Bitcoin is too bad for its own good. Bitcoin’s future is also hampered by a moral posture – its renegade image. In the case of Bitcoin, users run from the fact that blockchain, the technology that drives the genius of Bitcoin, is an attractive technology for illegal transactions. They “bait and switch” blockchain’s bad rap to the crypto-currency, Bitcoin, going so far as to change the store of value that drives the economics of blockchain technology from Bitcoin to others to escape Bitcoin’s stigma. One example alternative to Bitcoin that is fashionable is Ethereum. But it is blockchain itself, the technology, that makes anonymity inexpensive. Furthermore, this anonymity is fundamental to blockchain’s value in transactions technology. One cannot hide from the very function of an innovation.
The genius of Bitcoin is the use of the computer power, the basic weapon of hackers, against these same hackers, reversing the role of computer power in offence and defense of security. One effect of this inspiration is that it is nearly impossible to identify the payer and receiver in any transaction, if anonymity is a trader’s objective. Anonymity is itself desirable – indeed often essential – in financial transactions. In securities markets, traders spend billions achieving anonymity, since knowledge of trader identity has a major negative impact on the price of a large trade. In Bitcoin, anonymity is all but costless. And blockchain tech made the cost of hacking blockchain prohibitive. This is the factor that makes the adoption of blockchain in finance inevitable. Any informed observer of the security of financial data has seen that security has become an IT arms race that will eventually fall under the weight of the prohibitive cost of firewalls and other forms of protection.
But the earliest important commercial uses of Bitcoin tended to be illegal transactions. Bitcoin became, very visibly, the store of value for payments for the drug and weapons transfer site, Silk Road, that was eventually closed by law enforcement.
And that is why, when an established market participant: governments, major financial institutions such as JP Morgan and Goldman Sachs, and major IT firms such as IBM enter the world of Bitcoin, the tendency is to call it blockchain. The pariah, Blockchain, goes unmentioned.

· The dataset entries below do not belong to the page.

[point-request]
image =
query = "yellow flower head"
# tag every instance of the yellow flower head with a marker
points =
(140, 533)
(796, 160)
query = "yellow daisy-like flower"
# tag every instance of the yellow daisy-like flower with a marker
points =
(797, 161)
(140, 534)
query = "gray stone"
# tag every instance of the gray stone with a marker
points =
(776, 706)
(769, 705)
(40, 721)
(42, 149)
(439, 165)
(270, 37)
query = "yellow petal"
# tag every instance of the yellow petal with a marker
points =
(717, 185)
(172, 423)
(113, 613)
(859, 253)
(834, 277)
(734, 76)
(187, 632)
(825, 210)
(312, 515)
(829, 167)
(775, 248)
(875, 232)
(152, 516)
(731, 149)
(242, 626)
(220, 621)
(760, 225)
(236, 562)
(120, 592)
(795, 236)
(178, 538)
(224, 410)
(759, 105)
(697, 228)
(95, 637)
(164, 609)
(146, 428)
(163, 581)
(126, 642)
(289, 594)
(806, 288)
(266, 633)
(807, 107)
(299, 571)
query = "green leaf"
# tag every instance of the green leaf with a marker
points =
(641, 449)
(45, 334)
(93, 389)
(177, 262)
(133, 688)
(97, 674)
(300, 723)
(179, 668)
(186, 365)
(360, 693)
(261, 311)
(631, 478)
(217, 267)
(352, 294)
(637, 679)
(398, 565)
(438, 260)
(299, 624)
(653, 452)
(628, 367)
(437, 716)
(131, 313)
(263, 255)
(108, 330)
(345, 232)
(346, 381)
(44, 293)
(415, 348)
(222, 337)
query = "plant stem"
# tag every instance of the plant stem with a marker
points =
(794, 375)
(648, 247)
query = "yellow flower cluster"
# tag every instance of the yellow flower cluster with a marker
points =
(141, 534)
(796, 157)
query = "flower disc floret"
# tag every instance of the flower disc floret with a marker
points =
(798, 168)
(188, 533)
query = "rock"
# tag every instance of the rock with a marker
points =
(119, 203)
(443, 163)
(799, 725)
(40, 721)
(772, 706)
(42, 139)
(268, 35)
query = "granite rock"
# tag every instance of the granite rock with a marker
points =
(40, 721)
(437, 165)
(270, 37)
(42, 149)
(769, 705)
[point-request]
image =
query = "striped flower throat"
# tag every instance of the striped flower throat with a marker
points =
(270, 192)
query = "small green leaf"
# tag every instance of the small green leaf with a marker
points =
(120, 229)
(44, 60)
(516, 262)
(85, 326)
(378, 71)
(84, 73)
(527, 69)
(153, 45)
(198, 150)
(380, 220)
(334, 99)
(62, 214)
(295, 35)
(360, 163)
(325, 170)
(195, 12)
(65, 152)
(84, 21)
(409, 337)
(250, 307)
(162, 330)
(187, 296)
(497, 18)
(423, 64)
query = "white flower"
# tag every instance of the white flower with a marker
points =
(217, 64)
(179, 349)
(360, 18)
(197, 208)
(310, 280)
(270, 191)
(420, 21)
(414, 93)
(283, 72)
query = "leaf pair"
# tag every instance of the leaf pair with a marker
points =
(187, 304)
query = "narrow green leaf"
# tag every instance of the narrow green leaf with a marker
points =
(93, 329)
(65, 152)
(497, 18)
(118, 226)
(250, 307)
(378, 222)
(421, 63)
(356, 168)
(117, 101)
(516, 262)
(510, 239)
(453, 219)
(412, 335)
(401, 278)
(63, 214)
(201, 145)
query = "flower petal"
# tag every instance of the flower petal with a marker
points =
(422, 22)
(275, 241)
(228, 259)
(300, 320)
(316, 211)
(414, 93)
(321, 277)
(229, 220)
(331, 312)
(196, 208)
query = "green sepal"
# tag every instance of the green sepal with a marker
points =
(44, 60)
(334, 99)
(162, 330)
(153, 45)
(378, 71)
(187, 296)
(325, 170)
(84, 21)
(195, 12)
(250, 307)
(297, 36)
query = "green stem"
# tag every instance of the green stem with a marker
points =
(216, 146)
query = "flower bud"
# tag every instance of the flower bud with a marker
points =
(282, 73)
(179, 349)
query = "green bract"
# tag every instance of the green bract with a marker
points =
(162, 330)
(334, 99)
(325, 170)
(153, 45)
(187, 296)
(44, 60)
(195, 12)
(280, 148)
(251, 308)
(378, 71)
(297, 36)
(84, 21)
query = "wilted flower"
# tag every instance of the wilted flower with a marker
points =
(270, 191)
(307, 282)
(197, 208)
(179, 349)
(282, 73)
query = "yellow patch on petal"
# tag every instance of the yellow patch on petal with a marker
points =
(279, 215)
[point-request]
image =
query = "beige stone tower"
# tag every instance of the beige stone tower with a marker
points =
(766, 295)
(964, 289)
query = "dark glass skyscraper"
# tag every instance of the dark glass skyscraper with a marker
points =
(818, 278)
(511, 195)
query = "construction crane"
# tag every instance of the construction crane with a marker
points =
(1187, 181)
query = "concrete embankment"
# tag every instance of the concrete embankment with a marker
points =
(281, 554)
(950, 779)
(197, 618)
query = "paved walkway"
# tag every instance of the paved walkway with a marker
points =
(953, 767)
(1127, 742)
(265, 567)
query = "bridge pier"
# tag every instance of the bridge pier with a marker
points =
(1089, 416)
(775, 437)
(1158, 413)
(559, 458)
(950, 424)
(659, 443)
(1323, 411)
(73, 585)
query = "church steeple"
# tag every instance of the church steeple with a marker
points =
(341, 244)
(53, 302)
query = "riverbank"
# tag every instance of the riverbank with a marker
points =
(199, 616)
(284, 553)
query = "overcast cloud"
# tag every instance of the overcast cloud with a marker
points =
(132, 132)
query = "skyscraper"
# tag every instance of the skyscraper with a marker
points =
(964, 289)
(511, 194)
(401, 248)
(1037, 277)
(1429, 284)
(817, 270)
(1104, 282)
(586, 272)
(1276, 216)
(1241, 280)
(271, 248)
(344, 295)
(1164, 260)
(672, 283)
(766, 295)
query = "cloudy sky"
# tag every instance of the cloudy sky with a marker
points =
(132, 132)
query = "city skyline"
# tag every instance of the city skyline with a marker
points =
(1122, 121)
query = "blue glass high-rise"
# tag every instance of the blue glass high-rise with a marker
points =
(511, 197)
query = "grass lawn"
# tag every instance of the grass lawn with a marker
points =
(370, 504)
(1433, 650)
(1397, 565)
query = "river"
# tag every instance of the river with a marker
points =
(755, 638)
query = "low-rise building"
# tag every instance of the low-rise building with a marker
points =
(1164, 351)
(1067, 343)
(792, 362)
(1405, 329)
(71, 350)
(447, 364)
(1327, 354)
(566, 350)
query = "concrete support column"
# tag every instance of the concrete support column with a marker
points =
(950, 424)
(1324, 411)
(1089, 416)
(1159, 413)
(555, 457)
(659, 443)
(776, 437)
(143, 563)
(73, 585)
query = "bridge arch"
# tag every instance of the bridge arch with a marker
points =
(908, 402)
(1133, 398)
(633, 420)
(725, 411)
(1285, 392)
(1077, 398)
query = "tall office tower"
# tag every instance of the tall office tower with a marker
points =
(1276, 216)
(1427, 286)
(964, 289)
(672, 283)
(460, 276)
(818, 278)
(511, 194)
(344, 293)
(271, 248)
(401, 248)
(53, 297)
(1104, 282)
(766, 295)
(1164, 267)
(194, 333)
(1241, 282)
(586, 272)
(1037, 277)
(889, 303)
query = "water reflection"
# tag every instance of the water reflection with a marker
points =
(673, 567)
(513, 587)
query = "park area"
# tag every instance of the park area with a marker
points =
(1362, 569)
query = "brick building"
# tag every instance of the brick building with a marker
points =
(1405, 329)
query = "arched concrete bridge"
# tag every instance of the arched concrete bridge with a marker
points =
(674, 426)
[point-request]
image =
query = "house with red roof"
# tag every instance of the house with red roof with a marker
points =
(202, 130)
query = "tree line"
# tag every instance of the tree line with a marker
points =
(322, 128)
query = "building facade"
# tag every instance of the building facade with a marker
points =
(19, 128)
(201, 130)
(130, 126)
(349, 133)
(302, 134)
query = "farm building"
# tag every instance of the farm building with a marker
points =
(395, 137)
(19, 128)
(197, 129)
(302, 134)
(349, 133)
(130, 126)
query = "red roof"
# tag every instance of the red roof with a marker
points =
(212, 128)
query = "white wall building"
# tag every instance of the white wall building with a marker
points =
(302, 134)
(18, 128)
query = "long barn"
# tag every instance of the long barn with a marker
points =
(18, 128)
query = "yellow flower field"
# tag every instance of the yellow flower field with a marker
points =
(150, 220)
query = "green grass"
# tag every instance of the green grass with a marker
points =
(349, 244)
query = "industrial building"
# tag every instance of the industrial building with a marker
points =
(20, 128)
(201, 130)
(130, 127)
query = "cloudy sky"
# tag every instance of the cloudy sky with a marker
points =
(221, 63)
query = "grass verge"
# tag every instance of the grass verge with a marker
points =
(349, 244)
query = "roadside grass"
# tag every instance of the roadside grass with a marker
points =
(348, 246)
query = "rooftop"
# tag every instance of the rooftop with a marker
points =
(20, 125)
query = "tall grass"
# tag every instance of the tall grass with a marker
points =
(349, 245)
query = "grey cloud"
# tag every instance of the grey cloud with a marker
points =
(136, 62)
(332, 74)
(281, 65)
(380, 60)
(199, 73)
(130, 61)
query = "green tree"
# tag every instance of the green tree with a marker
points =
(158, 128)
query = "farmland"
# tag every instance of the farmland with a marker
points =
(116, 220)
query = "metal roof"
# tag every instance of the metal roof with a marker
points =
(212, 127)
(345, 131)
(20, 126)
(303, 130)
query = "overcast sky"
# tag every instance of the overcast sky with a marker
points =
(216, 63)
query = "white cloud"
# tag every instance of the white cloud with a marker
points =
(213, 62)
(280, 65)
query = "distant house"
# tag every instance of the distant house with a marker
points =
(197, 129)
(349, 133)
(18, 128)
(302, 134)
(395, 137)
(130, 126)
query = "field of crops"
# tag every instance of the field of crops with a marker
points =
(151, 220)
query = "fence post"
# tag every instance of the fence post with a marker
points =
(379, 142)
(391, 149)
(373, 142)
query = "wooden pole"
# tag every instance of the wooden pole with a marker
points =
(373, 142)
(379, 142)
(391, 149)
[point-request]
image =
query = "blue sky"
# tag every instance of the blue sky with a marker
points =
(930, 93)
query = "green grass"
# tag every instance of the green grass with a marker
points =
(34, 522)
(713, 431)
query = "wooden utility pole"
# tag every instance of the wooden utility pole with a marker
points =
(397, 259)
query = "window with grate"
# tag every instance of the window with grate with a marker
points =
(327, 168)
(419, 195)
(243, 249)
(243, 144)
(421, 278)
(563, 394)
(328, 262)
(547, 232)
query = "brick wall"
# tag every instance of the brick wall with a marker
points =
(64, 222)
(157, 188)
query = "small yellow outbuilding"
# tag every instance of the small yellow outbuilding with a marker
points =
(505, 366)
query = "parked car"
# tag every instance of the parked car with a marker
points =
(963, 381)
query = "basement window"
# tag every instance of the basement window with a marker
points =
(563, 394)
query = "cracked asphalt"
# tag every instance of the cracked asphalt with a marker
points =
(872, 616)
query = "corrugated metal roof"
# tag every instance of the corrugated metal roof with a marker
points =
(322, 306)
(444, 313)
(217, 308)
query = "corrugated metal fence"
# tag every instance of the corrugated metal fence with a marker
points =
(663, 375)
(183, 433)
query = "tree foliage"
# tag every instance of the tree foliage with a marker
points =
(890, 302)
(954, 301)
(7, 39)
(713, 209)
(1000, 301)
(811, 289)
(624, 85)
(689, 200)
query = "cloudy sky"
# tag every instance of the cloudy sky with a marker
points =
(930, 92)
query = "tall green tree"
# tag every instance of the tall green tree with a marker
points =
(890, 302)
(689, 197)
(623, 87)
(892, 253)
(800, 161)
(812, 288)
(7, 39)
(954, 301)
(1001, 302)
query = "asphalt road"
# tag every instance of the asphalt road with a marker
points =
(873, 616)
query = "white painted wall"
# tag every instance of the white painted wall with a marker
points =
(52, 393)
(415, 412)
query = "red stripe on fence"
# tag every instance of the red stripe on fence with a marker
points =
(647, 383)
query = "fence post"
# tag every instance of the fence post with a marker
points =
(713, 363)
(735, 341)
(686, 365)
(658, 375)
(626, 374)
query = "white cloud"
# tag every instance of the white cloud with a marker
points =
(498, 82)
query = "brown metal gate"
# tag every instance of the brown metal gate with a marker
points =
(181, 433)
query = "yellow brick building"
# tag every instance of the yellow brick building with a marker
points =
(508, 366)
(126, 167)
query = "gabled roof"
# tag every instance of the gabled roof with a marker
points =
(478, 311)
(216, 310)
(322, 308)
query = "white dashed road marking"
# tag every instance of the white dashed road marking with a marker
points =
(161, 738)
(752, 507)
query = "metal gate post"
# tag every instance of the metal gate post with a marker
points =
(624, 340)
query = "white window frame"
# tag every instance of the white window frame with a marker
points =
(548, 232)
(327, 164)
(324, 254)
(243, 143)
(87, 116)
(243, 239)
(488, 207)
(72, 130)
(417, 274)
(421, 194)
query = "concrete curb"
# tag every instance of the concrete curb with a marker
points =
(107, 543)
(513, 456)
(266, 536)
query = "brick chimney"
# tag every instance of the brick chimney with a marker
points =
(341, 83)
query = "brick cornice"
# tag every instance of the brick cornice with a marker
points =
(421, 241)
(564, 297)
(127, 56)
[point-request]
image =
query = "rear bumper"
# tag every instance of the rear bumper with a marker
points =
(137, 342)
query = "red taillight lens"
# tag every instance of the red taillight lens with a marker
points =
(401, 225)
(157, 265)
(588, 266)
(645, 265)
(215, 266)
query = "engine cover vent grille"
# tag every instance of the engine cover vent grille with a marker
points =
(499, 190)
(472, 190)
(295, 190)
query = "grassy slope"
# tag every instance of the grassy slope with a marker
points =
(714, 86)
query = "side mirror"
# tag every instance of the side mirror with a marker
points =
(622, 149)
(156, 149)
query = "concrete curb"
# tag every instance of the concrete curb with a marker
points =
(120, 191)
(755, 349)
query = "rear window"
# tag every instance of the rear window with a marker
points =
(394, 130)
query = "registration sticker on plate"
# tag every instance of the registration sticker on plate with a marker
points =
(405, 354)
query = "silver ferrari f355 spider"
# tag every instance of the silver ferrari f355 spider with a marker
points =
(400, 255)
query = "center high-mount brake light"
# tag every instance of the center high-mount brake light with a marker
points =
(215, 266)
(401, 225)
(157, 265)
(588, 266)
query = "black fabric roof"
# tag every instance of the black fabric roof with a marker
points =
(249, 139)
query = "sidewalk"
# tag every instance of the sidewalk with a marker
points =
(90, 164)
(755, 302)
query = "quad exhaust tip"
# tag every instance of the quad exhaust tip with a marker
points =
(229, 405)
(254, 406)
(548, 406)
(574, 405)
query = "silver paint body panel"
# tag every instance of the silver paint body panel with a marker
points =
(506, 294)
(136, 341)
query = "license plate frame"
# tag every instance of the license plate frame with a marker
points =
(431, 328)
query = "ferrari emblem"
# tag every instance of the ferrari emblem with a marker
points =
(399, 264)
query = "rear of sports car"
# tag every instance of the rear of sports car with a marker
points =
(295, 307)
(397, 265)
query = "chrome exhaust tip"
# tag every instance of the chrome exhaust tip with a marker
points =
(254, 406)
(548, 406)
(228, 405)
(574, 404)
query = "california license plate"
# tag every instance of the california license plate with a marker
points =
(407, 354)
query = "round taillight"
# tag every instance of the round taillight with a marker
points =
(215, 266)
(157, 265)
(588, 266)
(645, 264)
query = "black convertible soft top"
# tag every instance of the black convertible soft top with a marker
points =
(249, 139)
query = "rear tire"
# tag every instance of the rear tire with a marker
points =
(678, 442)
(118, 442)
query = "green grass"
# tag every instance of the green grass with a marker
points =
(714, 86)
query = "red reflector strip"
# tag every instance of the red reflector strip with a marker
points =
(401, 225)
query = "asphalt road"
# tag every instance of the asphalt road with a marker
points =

This is an immature reaction. It ignores a fundamental aspect of the blockchain technology. For computer power to provide the transactions security that blockchain promises, the larger the number of transactions the system processes per unit of time, the more secure it becomes. And adding new crypto-currencies only weakens the system’s security. And with no payoff. Because the currency is not the reason blockchain is useful to illegal users. It is the blockchain methodology itself. Illegal users will happily move to Etherium if that crypto-currency becomes more secure.
It was a positive sign in the UK that the first commercial application acknowledged the inevitability of Bitcoin. In a later article we will address Bitcoin paranoia and argue that the big firms should drop the effort to hide from it.